Hydroxychloroquine Use and the Risk of Breast Cancer in Women With Systemic Lupus Erythematosus: A Systematic Review With No Eligible Studies.

Hydroxychloroquine (HCQ) is a cornerstone therapy for systemic lupus erythematosus (SLE) and is frequently prescribed for long-term use, particularly in women. Although patients with SLE have been reported to have altered risks of malignancy, including breast cancer, the potential association between HCQ exposure and breast cancer incidence has not been clearly established. Given the widespread and prolonged use of HCQ, clarification of its long-term safety profile for cancer is clinically important. We conducted a systematic review in accordance with the Preferred Reporting Items for Systematic Reviews and Meta-Analyses (PRISMA) 2020 guidelines to evaluate the association between HCQ use and breast cancer risk in women with SLE. PubMed (MEDLINE), Embase, and Web of Science were searched from inception to December 29, 2025, without language restrictions. Eligible studies were required to include women with SLE, evaluate HCQ use as an independent exposure, report breast cancer incidence as an outcome, and provide extractable effect estimates.
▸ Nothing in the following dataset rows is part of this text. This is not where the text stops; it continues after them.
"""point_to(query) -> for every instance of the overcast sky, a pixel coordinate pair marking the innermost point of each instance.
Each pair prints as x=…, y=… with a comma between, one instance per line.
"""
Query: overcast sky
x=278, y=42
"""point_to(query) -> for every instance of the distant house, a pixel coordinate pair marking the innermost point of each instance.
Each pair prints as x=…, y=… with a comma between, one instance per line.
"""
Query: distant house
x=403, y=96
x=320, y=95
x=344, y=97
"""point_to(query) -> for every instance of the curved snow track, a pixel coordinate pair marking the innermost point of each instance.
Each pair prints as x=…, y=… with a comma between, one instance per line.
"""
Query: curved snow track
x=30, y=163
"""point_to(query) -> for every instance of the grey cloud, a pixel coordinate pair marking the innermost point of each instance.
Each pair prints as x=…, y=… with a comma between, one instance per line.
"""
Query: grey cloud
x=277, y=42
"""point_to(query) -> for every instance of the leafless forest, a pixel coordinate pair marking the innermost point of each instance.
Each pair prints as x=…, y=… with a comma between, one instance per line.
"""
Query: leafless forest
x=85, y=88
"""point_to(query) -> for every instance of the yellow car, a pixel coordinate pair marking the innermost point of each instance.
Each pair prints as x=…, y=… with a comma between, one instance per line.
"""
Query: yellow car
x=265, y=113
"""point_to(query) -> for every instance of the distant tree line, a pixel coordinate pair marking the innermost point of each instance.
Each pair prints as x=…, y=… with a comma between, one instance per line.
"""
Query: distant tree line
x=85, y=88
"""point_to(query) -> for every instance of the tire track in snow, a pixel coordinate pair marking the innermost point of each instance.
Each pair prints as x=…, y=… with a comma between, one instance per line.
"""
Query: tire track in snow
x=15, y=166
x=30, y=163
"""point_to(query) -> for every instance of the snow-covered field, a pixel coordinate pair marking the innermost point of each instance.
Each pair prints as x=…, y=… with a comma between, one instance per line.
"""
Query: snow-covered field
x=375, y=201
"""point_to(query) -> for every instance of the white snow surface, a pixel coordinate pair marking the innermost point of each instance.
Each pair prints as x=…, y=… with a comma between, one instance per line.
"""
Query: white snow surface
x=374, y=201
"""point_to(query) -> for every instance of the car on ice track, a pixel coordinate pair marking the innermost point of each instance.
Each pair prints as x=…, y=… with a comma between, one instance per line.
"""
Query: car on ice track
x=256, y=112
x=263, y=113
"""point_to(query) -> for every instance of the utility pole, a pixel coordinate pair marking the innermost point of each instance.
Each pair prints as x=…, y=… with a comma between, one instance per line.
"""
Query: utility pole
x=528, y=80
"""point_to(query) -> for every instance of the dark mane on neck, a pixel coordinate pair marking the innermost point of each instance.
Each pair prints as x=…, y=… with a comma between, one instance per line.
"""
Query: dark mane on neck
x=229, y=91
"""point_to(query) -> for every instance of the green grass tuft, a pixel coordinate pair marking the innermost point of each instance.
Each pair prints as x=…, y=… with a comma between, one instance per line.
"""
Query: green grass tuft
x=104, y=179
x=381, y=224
Two reviewers independently screened titles, abstracts, and full texts. The search identified 548 records; after removing 73 duplicates, 475 were screened, and 469 were excluded. Six full-text articles were assessed in detail, but none met the predefined inclusion criteria, most commonly due to a lack of independent assessment of HCQ exposure or the absence of breast cancer-specific outcome analyses. Consequently, no studies were included in the final review. Despite extensive epidemiological research on cancer risk in SLE, no studies have directly evaluated the association between HCQ use and breast cancer risk in women with SLE. From an epidemiological standpoint, the absence of eligible studies is not unexpected, given the relatively low incidence of breast cancer in SLE populations and the widespread use of HCQ as standard-of-care therapy. A broader analytic strategy - such as evaluating overall malignancy risk associated with HCQ exposure with site-specific cancers examined as secondary outcomes - may represent a more efficient approach for future studies. Nevertheless, the lack of breast cancer-specific analyses treating HCQ as an independent exposure highlights an important gap in the literature, particularly given the frequency with which this question arises in clinical counseling of women with SLE.